People like to ask: “What is Yukon art?” Such a small population generates little by way of trends or movements. Most artists are, to one degree or another, in a class by themselves.

Philippe LeBlond is one such artist.

He takes his engineering background, his experience as a bike mechanic and his commitment to reuse of materials, and brings a mad scientist’s creativity to the mix, creating plug-in sculptures that move.

We talk about rhythm and movement in a painting; LeBlond’s sculptures literally move and create rhythm, both in movement and in their varied sounds.

I don’t know of any other Yukon artist making kinetic art, but his work is also very much Yukon art. Each piece is the result of hours of tinkering, and will likely need tinkering in order to keep working.

For me, the moment I knew I could live in the Yukon was when I looked into my engine, not knowing anything about engines, identified the loose part, and fixed it with a washer. This was a change of thinking from what I was used to in Ontario, where it would make sense to get an expert to fix it.

Fixing things or creating things with the materials on hand, whether you know how to do it or not—I would suggest that this is a Yukon value, and one that LeBlond’s artworks embody.

The opening for LeBlond’s current show at Arts Underground, Bare Creek, was so busy I had to come back to write about the individual works. The show had changed somewhat in the meantime. A couple of pieces weren’t working anymore.

“Concentric”, whose eight arms radiate over a bike chain-driven assembly, has had new brass fringes applied—they tore themselves apart at the opening in a wonderful act of abandon. This edge of chaos is part of what makes LeBlond’s work so delightful.

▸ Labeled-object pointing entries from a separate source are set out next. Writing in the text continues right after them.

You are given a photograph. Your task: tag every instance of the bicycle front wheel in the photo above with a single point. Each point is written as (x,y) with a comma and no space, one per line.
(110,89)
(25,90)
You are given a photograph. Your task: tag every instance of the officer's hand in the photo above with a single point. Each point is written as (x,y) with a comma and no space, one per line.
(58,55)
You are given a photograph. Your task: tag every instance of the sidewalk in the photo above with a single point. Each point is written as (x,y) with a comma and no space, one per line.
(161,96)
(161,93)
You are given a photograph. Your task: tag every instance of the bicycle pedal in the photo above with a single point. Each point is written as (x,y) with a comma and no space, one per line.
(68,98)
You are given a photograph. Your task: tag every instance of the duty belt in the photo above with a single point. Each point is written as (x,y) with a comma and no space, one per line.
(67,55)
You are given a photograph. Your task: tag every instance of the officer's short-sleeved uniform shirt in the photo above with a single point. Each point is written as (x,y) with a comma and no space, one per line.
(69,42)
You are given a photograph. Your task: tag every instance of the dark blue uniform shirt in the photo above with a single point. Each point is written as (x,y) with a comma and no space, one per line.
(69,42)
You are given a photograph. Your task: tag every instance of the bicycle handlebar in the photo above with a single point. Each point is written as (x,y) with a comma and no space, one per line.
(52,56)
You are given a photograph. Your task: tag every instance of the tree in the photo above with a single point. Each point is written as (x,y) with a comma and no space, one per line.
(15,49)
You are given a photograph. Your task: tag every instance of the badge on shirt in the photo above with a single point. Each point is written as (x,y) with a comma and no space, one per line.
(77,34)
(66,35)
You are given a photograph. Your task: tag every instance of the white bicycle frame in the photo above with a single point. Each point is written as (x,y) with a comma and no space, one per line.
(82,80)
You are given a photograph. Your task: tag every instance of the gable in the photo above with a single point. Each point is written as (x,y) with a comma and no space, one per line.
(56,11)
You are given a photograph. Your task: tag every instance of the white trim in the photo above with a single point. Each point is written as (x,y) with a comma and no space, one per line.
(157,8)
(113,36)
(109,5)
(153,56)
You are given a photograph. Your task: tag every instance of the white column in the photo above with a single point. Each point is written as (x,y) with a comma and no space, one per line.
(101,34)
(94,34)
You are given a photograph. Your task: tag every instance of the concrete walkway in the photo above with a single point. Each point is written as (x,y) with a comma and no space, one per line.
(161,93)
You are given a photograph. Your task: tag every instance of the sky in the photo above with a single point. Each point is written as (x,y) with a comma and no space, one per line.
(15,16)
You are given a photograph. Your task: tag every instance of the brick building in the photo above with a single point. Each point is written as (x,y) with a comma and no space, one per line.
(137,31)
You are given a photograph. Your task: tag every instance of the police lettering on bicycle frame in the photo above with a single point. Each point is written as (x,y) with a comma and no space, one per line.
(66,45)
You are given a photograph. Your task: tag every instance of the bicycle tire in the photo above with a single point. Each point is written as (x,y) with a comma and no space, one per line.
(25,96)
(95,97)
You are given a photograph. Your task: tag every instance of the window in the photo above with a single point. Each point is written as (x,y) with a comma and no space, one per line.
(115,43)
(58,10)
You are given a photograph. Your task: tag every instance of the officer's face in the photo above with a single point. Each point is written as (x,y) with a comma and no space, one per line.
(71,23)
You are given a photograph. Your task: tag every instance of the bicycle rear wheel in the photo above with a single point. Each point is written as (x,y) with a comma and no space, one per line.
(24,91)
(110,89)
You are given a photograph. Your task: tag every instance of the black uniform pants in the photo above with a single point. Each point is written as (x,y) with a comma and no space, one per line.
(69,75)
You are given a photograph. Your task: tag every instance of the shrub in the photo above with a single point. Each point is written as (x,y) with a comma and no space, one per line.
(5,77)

The brass fringes brush against a dish-shaped piece of found metal, making the light that comes from behind them flicker. Look around to the left to turn it on and off; there’s also a rheostat to adjust the speed.

You should know that you’ll have to find the switch and turn on most of these sculptures, if you head in to check out the show. Don’t be shy; do it.

There are also two interactive pieces, where you can move a satellite dish or an antler around using switches while trying not to drop the two balls cupped inside.

“Bare Creek” conveys a busy mood like “Concentric”. It’s a little house—perhaps a repurposed breadbox?—with metal grid in the “windows”. A fan comes on, blows cassette tape out the chimney suggesting smoke, then turns off.

Lights flash and change. Images attached to a bike chain go by—gold miners, huskies, Trail of ’98ers, etc. It makes a rhythmic sequence of mechanical noises, some of them, I think, just for the noise itself.

“Dawson Dump” has a slower, more meditative mood. It’s based on a heavy glass blender, maybe from the ’50s. You can see wires and soldered mechanical components inside. They drive four kitchen shapes, turning slowly.

They rest against each other and the stalks they’re attached to rest against holes in the lid. Lit from underneath, it feels something like watching a lava lamp.

“Electroreciprocator” combines a little white-edged bicycle wheel, a new steel rod and a solenoid. Its movement is something Freud would enjoy.

Even still, it’s an elegant object, so it wasn’t such a bad thing that I couldn’t get it to move when I went into the gallery.

“Trinity” is also elegant. A new steel circle approximately five feet in diameter contains a track that’s a circle folded into a triangle with a loop at each point.

Two red billiard balls move with the track. When each reaches a horizontal position in the upper left, it runs across to the next loop. It stops every once in awhile in its circuit, but it keeps on going.

I hope LeBlond will, too.

Bare Creek continues at Arts Underground until September 29.